Nas décadas seguintes, acompanhou a digitalização das redações, o aumento da velocidade de edição, a internet, os sistemas móveis e a possibilidade de transmitir ao vivo utilizando equipamentos compactos.
2. Da fita ao arquivo digital
A substituição das fitas por arquivos digitais alterou armazenamento, edição e circulação. Reportagens passaram a ser recuperadas mais rapidamente, copiadas sem perda física e distribuídas para diferentes plataformas.
Para gestores de jornalismo, a transição exigiu treinamento de equipes e reorganização de processos. Não se tratava apenas de trocar equipamentos, mas de redefinir prazos e responsabilidades.
3. O telespectador como participante
O Repórter Cidadão foi criado antes da explosão das redes sociais. A proposta de receber imagens do público ganhou escala quando os smartphones passaram a registrar acontecimentos e enviá-los instantaneamente para a redação.
A participação ampliou a capacidade de localizar fatos, mas também aumentou a necessidade de verificação. Jordevá alerta que redes sociais e grupos de mensagens misturam informação, opinião e conteúdo falso.
4. Televisão e YouTube
Segundo o jornalista, a TV Serra Dourada foi a primeira emissora de Goiás a estruturar um canal voltado especificamente ao telejornalismo no YouTube. O objetivo era permitir que reportagens continuassem acessíveis depois da exibição na televisão.
A iniciativa antecipou um comportamento que se tornou central: o público deixou de depender do horário fixo e passou a consumir cortes, entrevistas e reportagens sob demanda.
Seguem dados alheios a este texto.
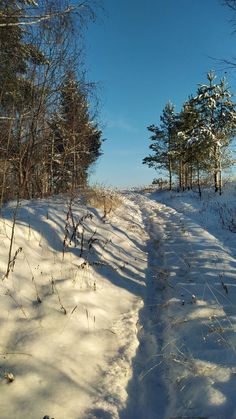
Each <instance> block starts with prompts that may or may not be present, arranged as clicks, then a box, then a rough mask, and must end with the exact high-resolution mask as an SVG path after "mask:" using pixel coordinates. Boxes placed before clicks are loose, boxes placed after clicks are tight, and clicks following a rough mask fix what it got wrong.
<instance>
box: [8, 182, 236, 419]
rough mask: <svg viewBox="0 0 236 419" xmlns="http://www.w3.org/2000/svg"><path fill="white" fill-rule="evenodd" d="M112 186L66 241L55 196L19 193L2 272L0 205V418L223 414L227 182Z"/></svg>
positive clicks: (231, 391)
5. Princípios que permanecem
A tecnologia reduziu distâncias e acelerou a publicação, mas não eliminou a apuração. Identificar fontes, confirmar documentos, ouvir versões diferentes e contextualizar continuam sendo tarefas fundamentais.
A trajetória de Jordevá representa uma ponte entre gerações: ele trabalhou no modelo analógico, liderou a adaptação digital e passou a produzir conteúdo também para rádio, redes sociais e plataformas de vídeo.